This dish is gluten-free, and if you also want to make this entirely dairy-free, just eliminate the cheese. I doubt it would negatively impact the taste at all, it'd just make the sauce more liquid-y. I also had the idea to pop some nutritional yeast in here, but I've never tried it (so curious though!) and didn't feel like making a grocery trip. You can also make this vegan by eliminating the shrimp-- I think tofu would be delicious in here as well!

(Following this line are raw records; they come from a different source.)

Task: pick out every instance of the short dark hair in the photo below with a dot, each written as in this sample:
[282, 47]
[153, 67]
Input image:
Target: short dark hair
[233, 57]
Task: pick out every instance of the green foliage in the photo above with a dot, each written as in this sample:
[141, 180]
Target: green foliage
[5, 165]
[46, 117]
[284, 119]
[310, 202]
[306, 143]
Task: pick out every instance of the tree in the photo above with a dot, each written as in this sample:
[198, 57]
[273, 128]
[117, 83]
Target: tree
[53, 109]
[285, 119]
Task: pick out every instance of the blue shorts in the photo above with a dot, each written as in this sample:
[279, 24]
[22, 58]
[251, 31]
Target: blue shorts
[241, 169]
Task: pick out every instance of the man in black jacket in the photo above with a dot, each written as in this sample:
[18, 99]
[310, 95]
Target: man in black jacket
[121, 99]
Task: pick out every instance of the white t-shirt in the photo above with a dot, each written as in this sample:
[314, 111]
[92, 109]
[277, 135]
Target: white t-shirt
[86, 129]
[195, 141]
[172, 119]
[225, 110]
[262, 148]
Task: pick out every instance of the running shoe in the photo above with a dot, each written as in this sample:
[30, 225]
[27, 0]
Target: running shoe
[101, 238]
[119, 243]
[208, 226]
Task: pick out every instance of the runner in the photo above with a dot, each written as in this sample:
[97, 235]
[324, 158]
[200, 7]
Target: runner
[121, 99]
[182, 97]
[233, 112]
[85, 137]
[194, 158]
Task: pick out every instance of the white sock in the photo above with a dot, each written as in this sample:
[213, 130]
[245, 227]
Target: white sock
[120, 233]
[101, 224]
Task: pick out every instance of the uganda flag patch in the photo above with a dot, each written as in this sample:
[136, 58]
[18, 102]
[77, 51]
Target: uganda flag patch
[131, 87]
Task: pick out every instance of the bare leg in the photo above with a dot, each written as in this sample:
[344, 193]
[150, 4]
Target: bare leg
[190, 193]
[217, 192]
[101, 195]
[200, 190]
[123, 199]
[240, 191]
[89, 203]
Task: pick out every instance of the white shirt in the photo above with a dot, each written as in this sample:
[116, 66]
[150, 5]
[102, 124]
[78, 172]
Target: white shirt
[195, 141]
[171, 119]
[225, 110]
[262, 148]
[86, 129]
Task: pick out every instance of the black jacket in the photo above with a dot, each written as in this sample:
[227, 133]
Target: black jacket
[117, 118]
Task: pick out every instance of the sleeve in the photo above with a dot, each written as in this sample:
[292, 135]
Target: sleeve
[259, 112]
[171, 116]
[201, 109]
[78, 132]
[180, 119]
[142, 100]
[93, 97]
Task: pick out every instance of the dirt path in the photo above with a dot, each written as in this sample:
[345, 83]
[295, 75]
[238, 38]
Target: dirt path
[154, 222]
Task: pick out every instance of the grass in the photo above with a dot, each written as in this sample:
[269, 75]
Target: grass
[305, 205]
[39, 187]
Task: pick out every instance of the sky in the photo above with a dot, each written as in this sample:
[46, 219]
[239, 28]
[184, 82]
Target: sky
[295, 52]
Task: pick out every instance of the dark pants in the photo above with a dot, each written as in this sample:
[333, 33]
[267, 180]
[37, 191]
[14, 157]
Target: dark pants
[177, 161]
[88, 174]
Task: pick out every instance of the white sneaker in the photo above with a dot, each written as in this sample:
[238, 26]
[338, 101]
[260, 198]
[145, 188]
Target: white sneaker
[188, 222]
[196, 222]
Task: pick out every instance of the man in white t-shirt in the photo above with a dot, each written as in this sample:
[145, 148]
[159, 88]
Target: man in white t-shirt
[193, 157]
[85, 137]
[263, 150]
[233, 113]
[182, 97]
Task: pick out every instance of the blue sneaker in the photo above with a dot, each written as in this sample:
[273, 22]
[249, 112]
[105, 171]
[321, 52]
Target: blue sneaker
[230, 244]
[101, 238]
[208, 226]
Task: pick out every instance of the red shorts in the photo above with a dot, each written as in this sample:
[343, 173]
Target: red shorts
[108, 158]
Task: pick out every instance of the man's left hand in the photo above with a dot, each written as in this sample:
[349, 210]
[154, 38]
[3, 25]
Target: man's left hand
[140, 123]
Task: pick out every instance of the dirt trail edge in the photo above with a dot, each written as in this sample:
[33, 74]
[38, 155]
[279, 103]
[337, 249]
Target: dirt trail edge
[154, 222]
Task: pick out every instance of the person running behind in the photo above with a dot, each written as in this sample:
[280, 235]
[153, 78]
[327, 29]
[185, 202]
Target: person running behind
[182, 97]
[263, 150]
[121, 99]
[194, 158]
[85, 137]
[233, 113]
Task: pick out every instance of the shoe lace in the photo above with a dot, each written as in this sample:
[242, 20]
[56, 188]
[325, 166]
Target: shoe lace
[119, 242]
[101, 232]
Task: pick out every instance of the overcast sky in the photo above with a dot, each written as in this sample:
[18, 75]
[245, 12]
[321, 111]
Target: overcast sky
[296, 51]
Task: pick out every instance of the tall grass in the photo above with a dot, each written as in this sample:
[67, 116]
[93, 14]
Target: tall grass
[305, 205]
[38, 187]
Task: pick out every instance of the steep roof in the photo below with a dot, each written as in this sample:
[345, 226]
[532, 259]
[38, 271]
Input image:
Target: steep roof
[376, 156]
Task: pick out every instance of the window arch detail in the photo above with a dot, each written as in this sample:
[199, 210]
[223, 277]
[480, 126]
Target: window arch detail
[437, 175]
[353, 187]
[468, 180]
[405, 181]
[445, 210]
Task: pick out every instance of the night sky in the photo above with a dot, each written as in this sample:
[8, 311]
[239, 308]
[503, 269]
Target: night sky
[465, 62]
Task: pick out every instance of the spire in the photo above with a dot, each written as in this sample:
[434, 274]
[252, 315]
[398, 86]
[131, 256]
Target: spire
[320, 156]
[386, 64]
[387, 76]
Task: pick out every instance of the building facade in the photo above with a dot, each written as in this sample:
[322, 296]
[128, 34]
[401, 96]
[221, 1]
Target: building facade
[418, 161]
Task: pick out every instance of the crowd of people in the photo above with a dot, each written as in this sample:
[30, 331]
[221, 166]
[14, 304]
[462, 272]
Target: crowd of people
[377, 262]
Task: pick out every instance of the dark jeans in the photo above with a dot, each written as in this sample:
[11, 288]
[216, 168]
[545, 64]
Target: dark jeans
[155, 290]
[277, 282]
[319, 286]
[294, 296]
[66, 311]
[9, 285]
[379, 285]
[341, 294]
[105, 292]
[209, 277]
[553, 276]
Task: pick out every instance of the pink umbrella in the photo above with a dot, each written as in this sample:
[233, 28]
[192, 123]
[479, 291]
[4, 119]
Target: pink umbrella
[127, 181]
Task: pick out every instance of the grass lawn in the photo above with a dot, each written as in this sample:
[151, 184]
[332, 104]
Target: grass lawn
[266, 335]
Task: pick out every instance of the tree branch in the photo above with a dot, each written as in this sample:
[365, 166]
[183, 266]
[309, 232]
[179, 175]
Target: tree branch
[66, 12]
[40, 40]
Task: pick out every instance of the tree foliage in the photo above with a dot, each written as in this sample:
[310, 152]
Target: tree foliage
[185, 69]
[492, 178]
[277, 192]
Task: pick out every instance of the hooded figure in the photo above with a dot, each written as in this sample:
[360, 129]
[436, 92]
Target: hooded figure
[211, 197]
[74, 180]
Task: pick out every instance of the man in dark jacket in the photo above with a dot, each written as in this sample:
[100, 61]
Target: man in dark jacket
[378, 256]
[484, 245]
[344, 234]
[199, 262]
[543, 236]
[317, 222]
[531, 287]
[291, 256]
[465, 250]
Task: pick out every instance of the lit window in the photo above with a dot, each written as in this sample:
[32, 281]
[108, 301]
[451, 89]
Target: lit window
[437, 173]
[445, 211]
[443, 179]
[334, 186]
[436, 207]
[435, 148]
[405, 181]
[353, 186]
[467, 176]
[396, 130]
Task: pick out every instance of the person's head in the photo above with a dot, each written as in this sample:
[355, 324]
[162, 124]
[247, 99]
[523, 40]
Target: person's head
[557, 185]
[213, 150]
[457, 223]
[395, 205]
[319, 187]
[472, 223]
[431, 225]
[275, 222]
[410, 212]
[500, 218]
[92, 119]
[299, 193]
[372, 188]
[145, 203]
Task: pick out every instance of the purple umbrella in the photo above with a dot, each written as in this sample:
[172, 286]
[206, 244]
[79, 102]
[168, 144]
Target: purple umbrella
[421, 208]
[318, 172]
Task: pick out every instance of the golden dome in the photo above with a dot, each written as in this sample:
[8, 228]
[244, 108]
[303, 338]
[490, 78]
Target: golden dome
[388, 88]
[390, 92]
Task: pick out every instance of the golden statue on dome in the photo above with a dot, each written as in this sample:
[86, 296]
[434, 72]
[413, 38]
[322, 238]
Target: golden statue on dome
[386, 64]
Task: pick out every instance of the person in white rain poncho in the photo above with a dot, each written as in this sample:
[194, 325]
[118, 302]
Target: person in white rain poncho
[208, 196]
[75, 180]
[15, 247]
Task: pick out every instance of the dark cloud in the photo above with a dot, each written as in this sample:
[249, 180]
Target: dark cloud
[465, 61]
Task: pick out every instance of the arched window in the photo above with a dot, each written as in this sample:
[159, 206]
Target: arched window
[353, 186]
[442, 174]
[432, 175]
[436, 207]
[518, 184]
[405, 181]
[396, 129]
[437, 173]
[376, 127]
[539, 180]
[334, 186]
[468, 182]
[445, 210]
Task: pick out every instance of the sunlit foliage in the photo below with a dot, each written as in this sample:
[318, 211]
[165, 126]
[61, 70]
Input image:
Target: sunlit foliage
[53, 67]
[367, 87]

Coconut Spinach Artichoke Shrimp
*Gluten-free, Vegan modifiable
~1.5 dozen large Shrimp, tails removed/deveined
1 bag of Baby Spinach (4 cups)
1 can Artichoke Hearts, rinsed & drained
1/2 cup of Quinoa, cooked
2/3 cup of Coconut Milk
1/3 cup of Grated Parmesan
2 cloves of Garlic, minced OR crushed
2 tsp Crushed Red Pepper Flakes
2 tbsp Coconut Oil
Salt & Pepper to taste
1. Preheat the oven to 400ºF and line a baking sheet with aluminum foil or parchment paper.
2. While oven is heating up, add 1 tbsp of the coconut oil to a skillet over medium heat. Add garlic to the skillet and cook until toasty.
3. Switch back to oven prep: Toss shrimp in the other tbsp of coconut oil, and spread out on aluminum foil/parchment paper, and place in preheated oven. Cook for ~10-12 mins (depends on size of shrimp) until fully cooked and shrimp are opaque.
4. Back to skillet: Add spinach in and stir to combine. Cook until all of the spinach is wilted, stirring occasionally. Add artichoke hearts and quinoa and mix in thoroughly. Pour in the coconut milk, add parmesan, red pepper flakes, salt, and pepper, and mix until combined. Reduce heat and let simmer until sauce begins to thicken in a few minutes. Add in cooked shrimp and stir.
5. Remove skillet from heat, and serve!